Note: If you don't assign a run-id identifier, mlagents-learn uses the default string, "ppo". All the statistics will be saved to the same sub-folder and displayed as one session in TensorBoard. After a few runs, the displays can become difficult to interpret in this situation. You can delete the folders under the summaries directory to clear out old statistics.

On the left side of the TensorBoard window, you can select which of the training runs you want to display. You can select multiple run-ids to compare statistics. The TensorBoard window also provides options for how to display and smooth graphs.

When you run the training program, mlagents-learn, you can use the --save-freq option to specify how frequently to save the statistics.

The ML-Agents toolkit training statistics

The ML-Agents training program saves the following statistics:

Example TensorBoard Run

  • Lesson - Plots the progress from lesson to lesson.
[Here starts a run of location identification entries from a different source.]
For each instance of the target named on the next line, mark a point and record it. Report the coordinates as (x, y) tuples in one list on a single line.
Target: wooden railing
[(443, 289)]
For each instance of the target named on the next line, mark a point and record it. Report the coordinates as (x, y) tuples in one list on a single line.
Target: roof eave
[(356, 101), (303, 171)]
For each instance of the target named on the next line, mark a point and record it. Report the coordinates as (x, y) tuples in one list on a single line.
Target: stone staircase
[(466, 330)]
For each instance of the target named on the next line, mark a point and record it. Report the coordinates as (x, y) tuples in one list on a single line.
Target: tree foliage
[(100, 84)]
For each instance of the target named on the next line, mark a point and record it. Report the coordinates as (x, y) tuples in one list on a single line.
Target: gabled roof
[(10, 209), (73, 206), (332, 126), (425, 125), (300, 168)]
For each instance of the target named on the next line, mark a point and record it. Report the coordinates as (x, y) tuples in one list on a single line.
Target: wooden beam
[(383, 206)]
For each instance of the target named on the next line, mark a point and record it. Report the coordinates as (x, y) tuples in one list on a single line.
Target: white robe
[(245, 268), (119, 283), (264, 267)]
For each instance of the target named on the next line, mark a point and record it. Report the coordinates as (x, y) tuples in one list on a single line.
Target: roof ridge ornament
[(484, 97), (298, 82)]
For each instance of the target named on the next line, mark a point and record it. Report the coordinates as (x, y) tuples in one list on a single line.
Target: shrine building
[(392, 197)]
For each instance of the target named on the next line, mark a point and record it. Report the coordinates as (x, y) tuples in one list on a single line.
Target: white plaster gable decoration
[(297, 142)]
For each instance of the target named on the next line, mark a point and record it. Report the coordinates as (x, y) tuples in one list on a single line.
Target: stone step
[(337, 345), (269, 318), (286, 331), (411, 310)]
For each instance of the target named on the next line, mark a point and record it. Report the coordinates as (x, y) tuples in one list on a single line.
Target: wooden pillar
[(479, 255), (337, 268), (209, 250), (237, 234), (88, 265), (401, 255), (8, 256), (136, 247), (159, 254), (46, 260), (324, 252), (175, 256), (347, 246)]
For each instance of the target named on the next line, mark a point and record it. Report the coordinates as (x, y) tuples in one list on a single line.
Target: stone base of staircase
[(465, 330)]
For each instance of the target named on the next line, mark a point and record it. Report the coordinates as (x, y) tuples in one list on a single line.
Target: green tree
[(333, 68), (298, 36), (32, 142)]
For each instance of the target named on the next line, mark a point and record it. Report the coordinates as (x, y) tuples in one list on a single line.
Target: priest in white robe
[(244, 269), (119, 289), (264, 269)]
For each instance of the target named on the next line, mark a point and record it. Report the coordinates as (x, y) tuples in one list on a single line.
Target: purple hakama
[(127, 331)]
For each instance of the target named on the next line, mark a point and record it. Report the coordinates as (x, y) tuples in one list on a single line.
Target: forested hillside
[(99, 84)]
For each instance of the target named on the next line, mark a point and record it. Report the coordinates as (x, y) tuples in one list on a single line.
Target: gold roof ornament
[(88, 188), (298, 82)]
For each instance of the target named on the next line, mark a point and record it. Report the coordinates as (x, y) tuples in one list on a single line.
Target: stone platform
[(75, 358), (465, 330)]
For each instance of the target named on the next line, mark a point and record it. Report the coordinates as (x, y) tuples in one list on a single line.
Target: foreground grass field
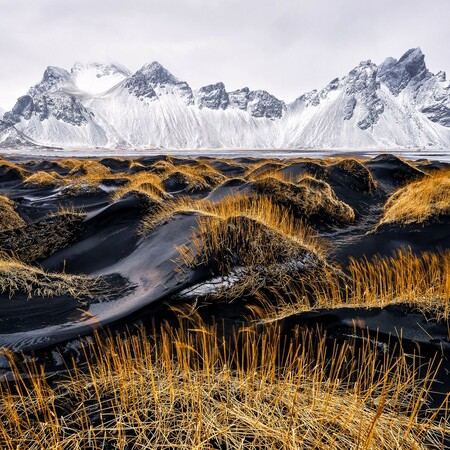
[(264, 240), (189, 388)]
Only interesting when performing curriculum training.

  • Cumulative Reward - The mean cumulative episode reward over all agents. Should increase during a successful training session.

  • Entropy - How random the decisions of the model are. Should slowly decrease during a successful training process. If it decreases too quickly, the beta hyperparameter should be increased.

  • Episode Length - The mean length of each episode in the environment for all agents.

  • Learning Rate - How large a step the training algorithm takes as it searches for the optimal policy. Should decrease over time.

  • Policy Loss - The mean magnitude of policy loss function. Correlates to how much the policy (process for deciding actions) is changing. The magnitude of this should decrease during a successful training session.

  • Value Estimate - The mean value estimate for all states visited by the agent. Should increase during a successful training session.

  • Value Loss - The mean loss of the value function update. Correlates to how well the model is able to predict the value of each state. This should increase while the agent is learning, and then decrease once the reward stabilizes.

  • (Curiosity-Specific) Intrinsic Reward - This corresponds to the mean cumulative intrinsic reward generated per-episode.

  • (Curiosity-Specific) Forward Loss - The mean magnitude of the inverse model loss function. Corresponds to how well the model is able to predict the new observation encoding.

  • (Curiosity-Specific) Inverse Loss - The mean magnitude of the forward model loss function. Corresponds to how well the model is able to predict the action taken between two observations.